Novembre a mis, comme un suaire, Sa longue robe de brouillards ; Le soleil, dans nos cieux blafards, Semble une lampe mortuaire.
Les feuilles pendent en haillons Au noir squelette de la vigne, Et, là-bas, fument des sillons Près de ces tombeaux qu’on aligne.
Le semeur, en grand appareil, Donne au champ la façon dernière ; Comme un mort promis au réveil, Le grain est couché sous la terre.
Mais rien ne parle encor d’espoir ; Tout s’endort et tout se recueille, Il n’est resté ni fleur ni feuille ; Le sol est gris, le ciel est noir.
Connais-tu ces buissons moroses ? C’est l’aubépine et l’églantier. Où sont les roses du sentier Et les mains qui cueillaient ces roses ?
Dans ces prés ne retourne pas ; Le bois mort que le vent y sème, Avec la trace de vos pas, A caché le sentier lui-même.
Tu peux marcher jusqu’à la nuit ; Tu seras seul avec ton livre : On refuse, hélas ! de te suivre Où, jadis, on t’avait conduit.
Tu n’aurais là d’autre cortège Qu’oiseaux noirs et loups aux abois ; L’hiver a changé dans les bois Vos lits de mousse en lits de neige.
Voici l’heure où le souvenir Peuple seul la forêt discrète ; Sans y troubler aucune fête, Les morts peuvent y revenir.
Au bord des étangs et des chaumes, A l’abri dans les chemins creux, Tu peux converser avec eux ; Suis, pas à pas, ces chers fantômes.
Ils te ramènent par la main Dans ce passé que l’on t’envie ; Où les lambeaux de votre vie Pendent aux buissons du chemin.
Qu’ont-ils fait de leurs premiers charmes, Ces jardins aux vives couleurs, Où l’on récolte moins de fleurs, Hélas ! qu’on n’y sème de larmes ?
Voici les berceaux familiers Où, dans la mousse et les pervenches, Les baisers chantaient par milliers, Comme les oiseaux sur les branches.
Mais, ces arbres et ces soleils, S’ils t’ont prêté l’ombre et la flamme, S’ils t’ont donné leurs fruits vermeils, Ont pris tous des parts de ton âme.

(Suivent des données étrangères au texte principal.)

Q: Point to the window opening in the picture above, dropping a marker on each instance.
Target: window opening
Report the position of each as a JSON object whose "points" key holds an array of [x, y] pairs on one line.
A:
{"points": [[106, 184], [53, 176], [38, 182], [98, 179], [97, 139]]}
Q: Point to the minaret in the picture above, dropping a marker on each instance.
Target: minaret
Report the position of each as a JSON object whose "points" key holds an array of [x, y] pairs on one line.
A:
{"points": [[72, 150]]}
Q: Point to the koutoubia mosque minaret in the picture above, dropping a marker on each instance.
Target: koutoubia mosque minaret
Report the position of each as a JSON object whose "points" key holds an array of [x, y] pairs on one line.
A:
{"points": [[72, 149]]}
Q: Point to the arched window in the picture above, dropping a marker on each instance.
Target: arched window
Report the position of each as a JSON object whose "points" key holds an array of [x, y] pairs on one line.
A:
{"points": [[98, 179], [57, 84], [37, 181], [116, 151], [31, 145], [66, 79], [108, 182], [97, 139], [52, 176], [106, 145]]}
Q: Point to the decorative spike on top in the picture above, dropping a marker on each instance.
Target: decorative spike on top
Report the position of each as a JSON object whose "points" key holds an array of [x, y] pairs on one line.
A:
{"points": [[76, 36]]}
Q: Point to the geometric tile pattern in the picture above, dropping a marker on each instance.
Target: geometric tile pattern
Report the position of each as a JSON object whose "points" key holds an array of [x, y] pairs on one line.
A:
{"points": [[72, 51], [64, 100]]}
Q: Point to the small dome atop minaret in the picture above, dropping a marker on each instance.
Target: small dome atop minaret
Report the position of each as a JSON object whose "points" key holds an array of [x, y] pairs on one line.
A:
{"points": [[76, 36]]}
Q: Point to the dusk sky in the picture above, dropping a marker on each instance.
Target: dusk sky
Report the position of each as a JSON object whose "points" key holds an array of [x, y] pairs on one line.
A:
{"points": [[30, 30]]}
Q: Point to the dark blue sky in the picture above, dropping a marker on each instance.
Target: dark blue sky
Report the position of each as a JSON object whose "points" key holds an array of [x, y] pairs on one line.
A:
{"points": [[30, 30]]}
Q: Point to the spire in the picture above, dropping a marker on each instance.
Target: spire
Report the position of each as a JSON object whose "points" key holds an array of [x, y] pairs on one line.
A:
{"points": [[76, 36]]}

Tu la jetais à tous les vents, Pour un mot, pour un regard tendre… Mais, viens, et les morts vont te rendre Ce qu’ont emporté les vivants.

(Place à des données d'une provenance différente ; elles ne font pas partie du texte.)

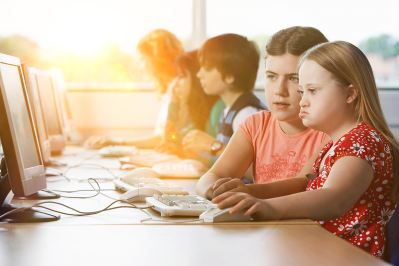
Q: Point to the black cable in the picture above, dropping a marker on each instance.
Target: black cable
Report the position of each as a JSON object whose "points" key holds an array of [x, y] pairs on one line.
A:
{"points": [[63, 173], [82, 213]]}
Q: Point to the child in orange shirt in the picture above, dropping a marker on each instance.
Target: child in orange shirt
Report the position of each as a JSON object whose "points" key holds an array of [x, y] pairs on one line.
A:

Car, là-haut, sur les mêmes grèves, Dans ces astres peuplés d’esprits, Flottent à la fois les débris Et les germes de tous nos rêves.
Là-haut, dans l’immatériel, Tout va perdre et retrouver l’être ; Quand les morts descendent du ciel, C’est pour nous aider à renaître.
Pur de désirs et de remords, Fais donc, sans terreurs insensées, La moisson d’austères pensées Qui se récolte au mois des morts.